Well BODY, HEAD, HTML, IMG, PRE, and TABLE elements have no place in an SVG file, while SCRIPT is out
of line with the intended use of SVG files on Wikimedia Commons. But TITLE is a recommended part of
every SVG file, and an essential part of W3C standard "Content Accessibility Guidelines", as mentioned
before (see Appendix H to the SVG 1.1 standard) -- in fact, a well-commented SVG file should often
contain multiple TITLE elements.

I don't think that the SVG file upload code should be defensively checking against things that might
speculatively happen if an SVG file is hypothetically delivered with an incorrect MIME type -- rather,
it should be the job of the file serving code to make sure that SVG files are always delivered with
the correct MIME type. (In most cases, SVG files will actually be viewed in rendered raster image
form, in any case.) Be as zealous in rejecting scripting code as you want, but don't reject a
legitimate part of the SVG file format definition which performs a valid function.

Tuukka wrote:

I uploaded an SVG file created with Graphviz to commons.wikimedia.org now.
Nested g tags passed but I still needed to remove all the good title tags.

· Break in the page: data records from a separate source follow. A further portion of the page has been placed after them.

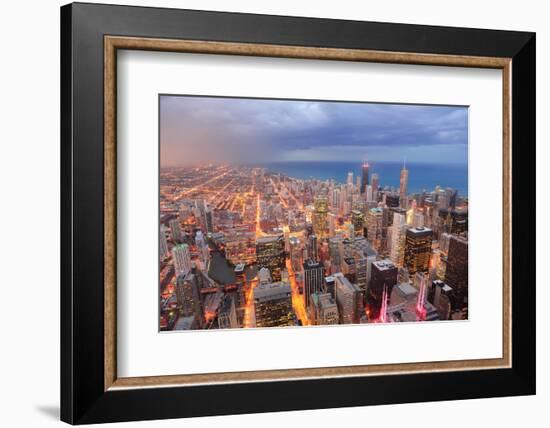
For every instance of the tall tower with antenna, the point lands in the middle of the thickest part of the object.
(364, 177)
(403, 182)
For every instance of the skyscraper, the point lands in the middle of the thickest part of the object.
(296, 253)
(403, 182)
(181, 258)
(456, 272)
(358, 221)
(314, 276)
(349, 299)
(175, 229)
(163, 245)
(189, 297)
(270, 253)
(273, 305)
(418, 248)
(397, 242)
(312, 250)
(383, 277)
(320, 216)
(375, 183)
(364, 177)
(350, 179)
(374, 227)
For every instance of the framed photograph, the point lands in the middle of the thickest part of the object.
(291, 213)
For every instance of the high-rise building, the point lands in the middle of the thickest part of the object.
(320, 212)
(397, 241)
(314, 276)
(383, 277)
(418, 248)
(335, 199)
(189, 296)
(209, 220)
(364, 177)
(392, 200)
(163, 244)
(403, 182)
(270, 253)
(350, 179)
(323, 309)
(175, 229)
(335, 248)
(358, 221)
(312, 248)
(375, 183)
(349, 299)
(328, 286)
(374, 227)
(273, 305)
(456, 272)
(296, 253)
(227, 314)
(181, 258)
(443, 298)
(331, 224)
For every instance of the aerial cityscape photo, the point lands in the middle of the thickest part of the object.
(277, 213)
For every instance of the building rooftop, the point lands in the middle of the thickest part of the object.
(419, 230)
(272, 290)
(385, 264)
(268, 239)
(407, 289)
(184, 323)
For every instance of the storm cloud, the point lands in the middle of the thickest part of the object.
(196, 130)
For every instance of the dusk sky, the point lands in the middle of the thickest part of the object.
(196, 130)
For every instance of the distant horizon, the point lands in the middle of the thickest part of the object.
(245, 131)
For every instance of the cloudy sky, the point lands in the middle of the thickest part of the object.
(196, 130)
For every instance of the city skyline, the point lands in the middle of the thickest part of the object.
(251, 131)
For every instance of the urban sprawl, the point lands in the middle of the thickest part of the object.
(245, 247)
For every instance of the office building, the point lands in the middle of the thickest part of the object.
(320, 224)
(383, 277)
(227, 314)
(314, 276)
(364, 177)
(273, 305)
(175, 230)
(163, 244)
(397, 239)
(418, 248)
(456, 272)
(189, 297)
(403, 183)
(270, 253)
(181, 259)
(349, 299)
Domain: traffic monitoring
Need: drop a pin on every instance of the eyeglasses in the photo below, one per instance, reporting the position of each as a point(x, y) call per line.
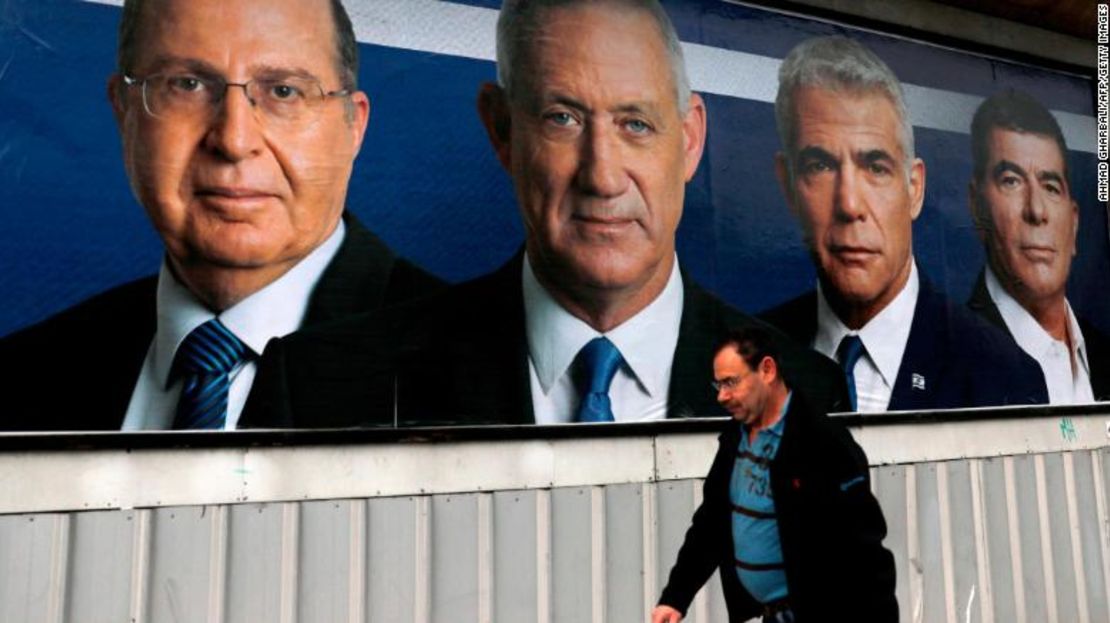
point(189, 97)
point(729, 382)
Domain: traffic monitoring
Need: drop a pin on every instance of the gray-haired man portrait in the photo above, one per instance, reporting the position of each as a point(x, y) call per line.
point(1021, 203)
point(240, 124)
point(850, 177)
point(594, 121)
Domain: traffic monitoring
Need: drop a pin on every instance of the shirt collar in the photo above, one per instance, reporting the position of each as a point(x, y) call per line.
point(778, 426)
point(275, 310)
point(884, 337)
point(646, 341)
point(1027, 332)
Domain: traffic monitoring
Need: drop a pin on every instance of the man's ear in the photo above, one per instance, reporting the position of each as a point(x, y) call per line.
point(360, 119)
point(916, 188)
point(783, 173)
point(1075, 228)
point(115, 97)
point(494, 110)
point(976, 208)
point(694, 131)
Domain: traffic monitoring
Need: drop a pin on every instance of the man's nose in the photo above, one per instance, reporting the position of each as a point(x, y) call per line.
point(1036, 200)
point(235, 130)
point(602, 168)
point(849, 204)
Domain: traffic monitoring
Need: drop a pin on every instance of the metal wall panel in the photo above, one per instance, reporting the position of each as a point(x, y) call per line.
point(27, 558)
point(517, 565)
point(997, 541)
point(573, 566)
point(394, 561)
point(958, 542)
point(454, 572)
point(254, 562)
point(323, 555)
point(1087, 534)
point(975, 540)
point(99, 574)
point(181, 565)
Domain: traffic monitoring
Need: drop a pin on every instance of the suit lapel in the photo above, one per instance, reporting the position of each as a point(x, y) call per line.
point(114, 374)
point(981, 303)
point(1098, 360)
point(922, 357)
point(355, 280)
point(700, 327)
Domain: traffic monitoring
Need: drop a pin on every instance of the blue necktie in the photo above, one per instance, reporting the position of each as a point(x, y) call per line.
point(204, 360)
point(595, 367)
point(848, 353)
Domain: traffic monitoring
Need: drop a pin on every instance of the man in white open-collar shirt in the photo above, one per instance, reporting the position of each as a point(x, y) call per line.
point(1021, 203)
point(850, 178)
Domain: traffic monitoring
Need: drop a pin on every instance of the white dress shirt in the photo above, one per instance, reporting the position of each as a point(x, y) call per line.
point(646, 342)
point(884, 339)
point(1067, 373)
point(274, 311)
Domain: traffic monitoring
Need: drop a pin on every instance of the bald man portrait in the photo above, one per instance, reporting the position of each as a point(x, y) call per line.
point(850, 178)
point(240, 123)
point(594, 320)
point(1021, 204)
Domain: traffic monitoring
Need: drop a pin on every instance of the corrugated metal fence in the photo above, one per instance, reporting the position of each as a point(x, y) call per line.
point(1011, 526)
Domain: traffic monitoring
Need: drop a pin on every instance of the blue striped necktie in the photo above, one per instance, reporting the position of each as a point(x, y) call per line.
point(204, 360)
point(595, 365)
point(848, 353)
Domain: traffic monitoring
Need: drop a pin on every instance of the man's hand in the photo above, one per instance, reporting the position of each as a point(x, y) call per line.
point(665, 614)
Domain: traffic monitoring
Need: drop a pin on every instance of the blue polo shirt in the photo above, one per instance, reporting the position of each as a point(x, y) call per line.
point(755, 528)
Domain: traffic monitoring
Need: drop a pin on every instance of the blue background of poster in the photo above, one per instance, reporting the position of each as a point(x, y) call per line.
point(427, 182)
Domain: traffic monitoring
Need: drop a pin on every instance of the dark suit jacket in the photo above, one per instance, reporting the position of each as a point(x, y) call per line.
point(461, 358)
point(1098, 343)
point(961, 360)
point(77, 370)
point(830, 529)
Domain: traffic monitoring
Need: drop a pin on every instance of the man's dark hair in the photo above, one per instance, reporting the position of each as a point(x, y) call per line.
point(1016, 111)
point(753, 344)
point(346, 47)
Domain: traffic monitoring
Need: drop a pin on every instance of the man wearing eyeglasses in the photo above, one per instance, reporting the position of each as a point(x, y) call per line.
point(240, 123)
point(787, 515)
point(594, 321)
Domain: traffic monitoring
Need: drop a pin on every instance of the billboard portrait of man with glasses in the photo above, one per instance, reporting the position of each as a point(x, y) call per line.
point(240, 124)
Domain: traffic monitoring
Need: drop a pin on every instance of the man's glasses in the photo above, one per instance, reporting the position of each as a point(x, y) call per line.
point(188, 97)
point(729, 382)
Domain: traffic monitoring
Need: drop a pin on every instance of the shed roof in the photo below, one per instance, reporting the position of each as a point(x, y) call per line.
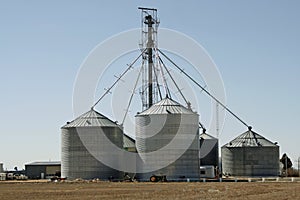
point(45, 163)
point(167, 106)
point(250, 139)
point(91, 118)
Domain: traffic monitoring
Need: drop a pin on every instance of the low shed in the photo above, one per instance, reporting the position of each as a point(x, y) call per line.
point(41, 170)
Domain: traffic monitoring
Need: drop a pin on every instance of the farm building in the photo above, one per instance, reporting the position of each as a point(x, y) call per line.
point(209, 150)
point(83, 133)
point(250, 154)
point(41, 170)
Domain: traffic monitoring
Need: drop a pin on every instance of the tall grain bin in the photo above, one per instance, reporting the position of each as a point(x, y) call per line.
point(77, 161)
point(156, 127)
point(250, 154)
point(209, 150)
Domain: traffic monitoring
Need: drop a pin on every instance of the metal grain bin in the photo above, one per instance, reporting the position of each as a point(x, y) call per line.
point(77, 161)
point(250, 154)
point(156, 127)
point(209, 150)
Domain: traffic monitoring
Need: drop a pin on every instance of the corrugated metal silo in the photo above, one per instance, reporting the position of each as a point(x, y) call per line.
point(156, 127)
point(250, 154)
point(209, 150)
point(77, 161)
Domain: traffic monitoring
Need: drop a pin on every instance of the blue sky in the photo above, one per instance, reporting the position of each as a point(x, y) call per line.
point(255, 45)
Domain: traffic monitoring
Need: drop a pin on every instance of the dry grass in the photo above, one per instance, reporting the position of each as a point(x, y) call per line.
point(132, 191)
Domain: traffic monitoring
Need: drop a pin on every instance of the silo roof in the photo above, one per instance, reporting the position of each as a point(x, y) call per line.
point(90, 119)
point(167, 106)
point(128, 141)
point(206, 136)
point(250, 139)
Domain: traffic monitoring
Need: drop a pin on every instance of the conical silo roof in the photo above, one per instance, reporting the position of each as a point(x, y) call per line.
point(206, 136)
point(91, 118)
point(167, 106)
point(250, 139)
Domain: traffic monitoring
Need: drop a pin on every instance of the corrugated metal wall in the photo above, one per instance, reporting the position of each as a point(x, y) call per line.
point(77, 162)
point(209, 151)
point(250, 161)
point(165, 127)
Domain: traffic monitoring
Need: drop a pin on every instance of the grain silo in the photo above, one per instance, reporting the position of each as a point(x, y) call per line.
point(156, 127)
point(209, 150)
point(77, 161)
point(250, 154)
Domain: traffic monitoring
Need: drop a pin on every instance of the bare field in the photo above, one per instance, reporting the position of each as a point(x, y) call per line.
point(132, 191)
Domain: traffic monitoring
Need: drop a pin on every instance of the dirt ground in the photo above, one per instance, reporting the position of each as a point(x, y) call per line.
point(132, 191)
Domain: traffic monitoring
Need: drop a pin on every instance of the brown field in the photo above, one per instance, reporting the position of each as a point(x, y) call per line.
point(132, 191)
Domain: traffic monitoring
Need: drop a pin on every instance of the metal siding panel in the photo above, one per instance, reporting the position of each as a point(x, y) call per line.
point(188, 164)
point(77, 162)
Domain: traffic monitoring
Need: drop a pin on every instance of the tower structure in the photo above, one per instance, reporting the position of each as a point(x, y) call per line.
point(149, 26)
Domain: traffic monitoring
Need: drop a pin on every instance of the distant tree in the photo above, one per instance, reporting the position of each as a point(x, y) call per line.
point(286, 161)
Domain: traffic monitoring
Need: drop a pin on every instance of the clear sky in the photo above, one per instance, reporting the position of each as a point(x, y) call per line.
point(255, 44)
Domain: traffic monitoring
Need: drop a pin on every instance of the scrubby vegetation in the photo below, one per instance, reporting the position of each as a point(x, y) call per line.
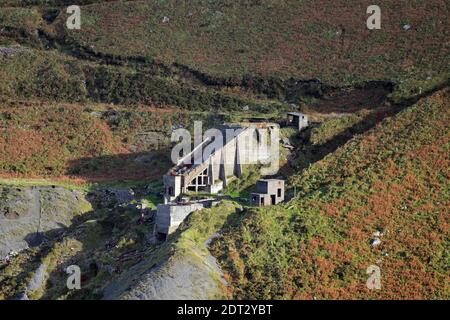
point(98, 105)
point(391, 183)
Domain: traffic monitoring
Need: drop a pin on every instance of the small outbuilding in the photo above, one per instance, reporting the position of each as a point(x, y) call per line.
point(297, 120)
point(268, 192)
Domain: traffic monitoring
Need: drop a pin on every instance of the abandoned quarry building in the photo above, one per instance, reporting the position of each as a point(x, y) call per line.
point(251, 144)
point(268, 192)
point(240, 144)
point(297, 120)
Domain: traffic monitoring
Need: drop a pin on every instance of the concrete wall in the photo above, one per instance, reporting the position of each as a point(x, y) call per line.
point(170, 216)
point(266, 189)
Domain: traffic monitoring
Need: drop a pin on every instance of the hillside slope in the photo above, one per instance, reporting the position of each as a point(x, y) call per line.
point(382, 199)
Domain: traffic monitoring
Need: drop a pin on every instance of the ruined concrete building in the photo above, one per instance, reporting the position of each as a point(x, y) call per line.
point(297, 120)
point(209, 166)
point(268, 192)
point(249, 144)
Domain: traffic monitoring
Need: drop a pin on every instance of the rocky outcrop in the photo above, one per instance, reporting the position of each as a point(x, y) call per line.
point(28, 212)
point(188, 275)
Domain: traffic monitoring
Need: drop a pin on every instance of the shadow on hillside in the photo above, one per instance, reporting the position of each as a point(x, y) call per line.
point(308, 153)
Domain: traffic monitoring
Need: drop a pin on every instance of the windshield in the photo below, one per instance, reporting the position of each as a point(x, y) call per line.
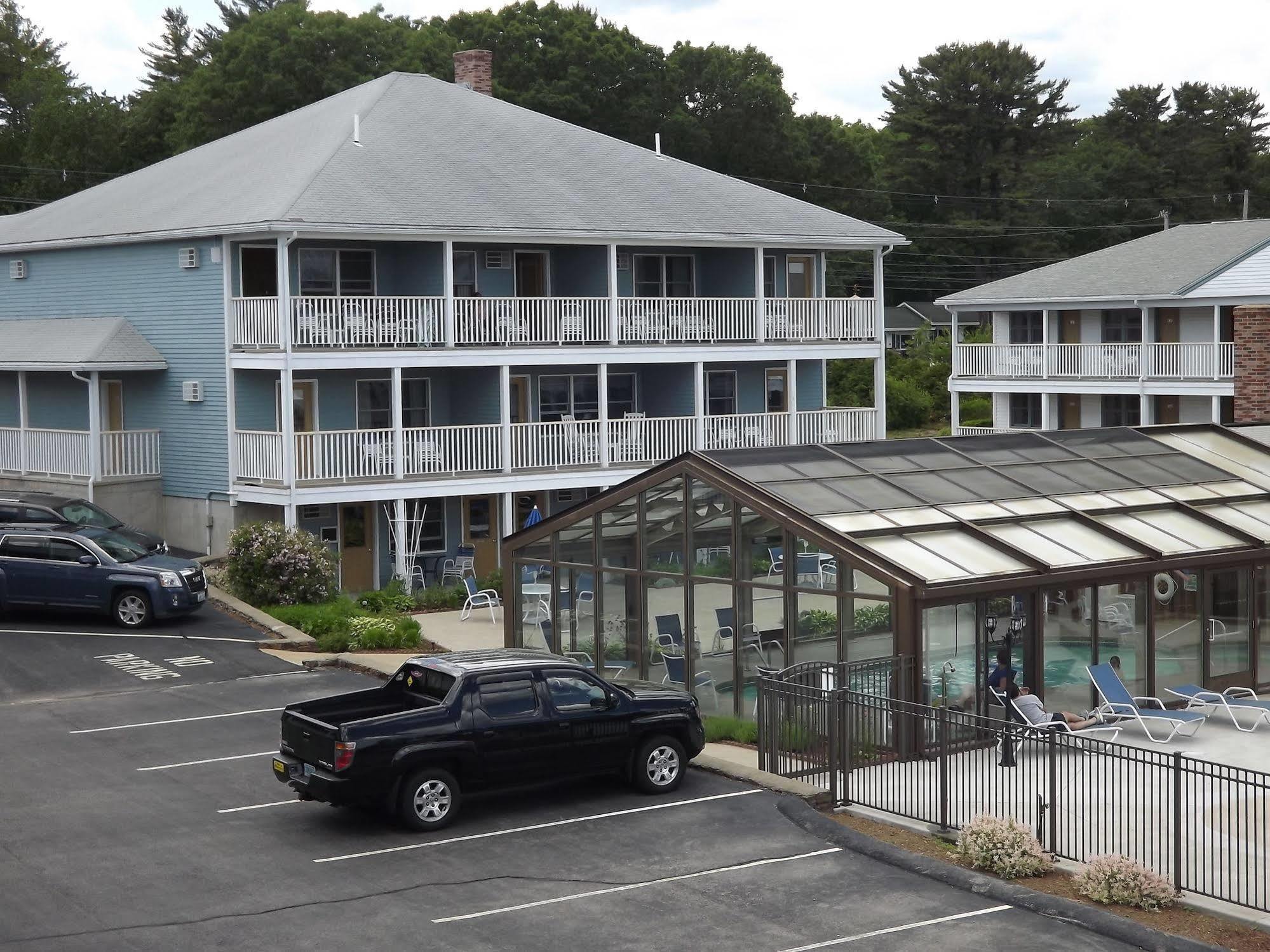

Please solve this somehow. May I suggest that you accept uploads with title tags
but strip them on download time as long as you consider the security risk important?

robchur wrote:

It might make sense to whitelist the <title> attribute in SVG images (after the
MIME detection stuff).

avarab wrote:

RESOLVED FIXED, enabled $wgAllowTitlesInSVG which allows svg files with a title
element to be uploaded.